On April 24th Denis is due to address the Old Dronfield Society on "Sport In Dronfield" following the Society's AGM at the Peel Centre, High Street, Dronfield. It costs £1 for non-members to attend his talk. As the centre is only about 300 yards from my home I hope to attend. Luckily it does not clash with a Sheffield FC game. They are due to play Spalding Town at home the evening before.

Four Match Reports Rolled Into One

I have failed to report on the last four games I have attended. I will, therefore, give a synoptic coverage of the lot. If you are crying out for the details of Vill Powell's two fine goals against Carlton Town (or similar classic events), then you need to turn to the Club's Web-Site.

All four games have been closely fought. Two were 3-2 victories and the other two were draws. The pattern of play in each, was similar. The first half tended to belong to the opposition, then Sheffield FC moved in to take an increasing control of the game.

Crowd sizes (and hence my half-time estimate of when to dash to the pub) have varied considerably. 580 turned up for the visit of League leaders Retford United, whilst only 106 made it to a mid-week cup game against Brodworth Welfare.

The status of the opposition has mattered much less then I would have anticipated. Whilst high flyers Retford United were tough opposition, it was Sheffield FC who were looking for the winner near the close of a 1-1 draw. Yet in the cup game, Brodworth Welfare who are in the bottom half of the League below us were a tough nut to crack. We eventually ran out 3-2 winners, only after making three substitutions on the hour.

In fact I am increasingly of the opinion that in the third, fourth and fifth Steps of the Non-League Pyramid there is more disparity inside each League than there is in the general standards between these Steps. Retford United were promoted as League champions last season and are again top in their Unibond Division. We came up in second place and (with games in hand) can now finish third or so. And when we have played teams in the Step above us in cup games, we have never been outclassed.

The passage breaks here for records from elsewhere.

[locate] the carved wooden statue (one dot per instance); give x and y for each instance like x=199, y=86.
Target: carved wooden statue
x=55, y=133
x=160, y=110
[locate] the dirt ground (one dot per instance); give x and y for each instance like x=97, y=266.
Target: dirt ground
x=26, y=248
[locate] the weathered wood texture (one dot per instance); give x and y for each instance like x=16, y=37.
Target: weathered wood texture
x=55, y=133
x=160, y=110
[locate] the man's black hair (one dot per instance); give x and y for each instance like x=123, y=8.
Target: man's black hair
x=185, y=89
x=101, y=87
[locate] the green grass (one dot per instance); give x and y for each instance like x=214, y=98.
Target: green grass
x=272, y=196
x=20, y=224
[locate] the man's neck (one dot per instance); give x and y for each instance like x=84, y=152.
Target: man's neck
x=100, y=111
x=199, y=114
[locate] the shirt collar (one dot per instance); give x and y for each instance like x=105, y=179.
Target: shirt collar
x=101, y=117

Like Brodworth, Carlton Town lost 3-2. But they were full of impressive running and only tired towards the end. Yet they had a perfectly good goal unrecognised when it came back into play after scrambling over the goal line. It took those two fine second half strikes from Vill Powell to sink them - although they came back with a shot that equalled Vill's.

In each of the games against Brodworth and Retford play was held up for 20 Minutes. Against Brodworth it was due to a floodlight failure and as it was a cup game we also had the prospect of extra time and a penalty shoot out. Luckily we didn't need these and got home well before midnight.

The hold up at the Retford game was towards the end of an exciting match, when their striker was seriously injured in a freak accident. He was eventually stretchered off and taken to hospital. Luckily he was realised that evening.

One of the people who dashed onto the pitch to help was a "Street Doctor". He had earlier appeared in the crowd being sponsored and filmed by the BBC. At least it gave him a mission. I don't think he picked up much trade in the crowd. In fact, Tom's response (well before things turned serious with the accident on the field) was "Oh! If you are a Street Doctor you are just the man. I need the pot-holes mending in our street." Well, anything seems funny after a pint of St. Peterberg.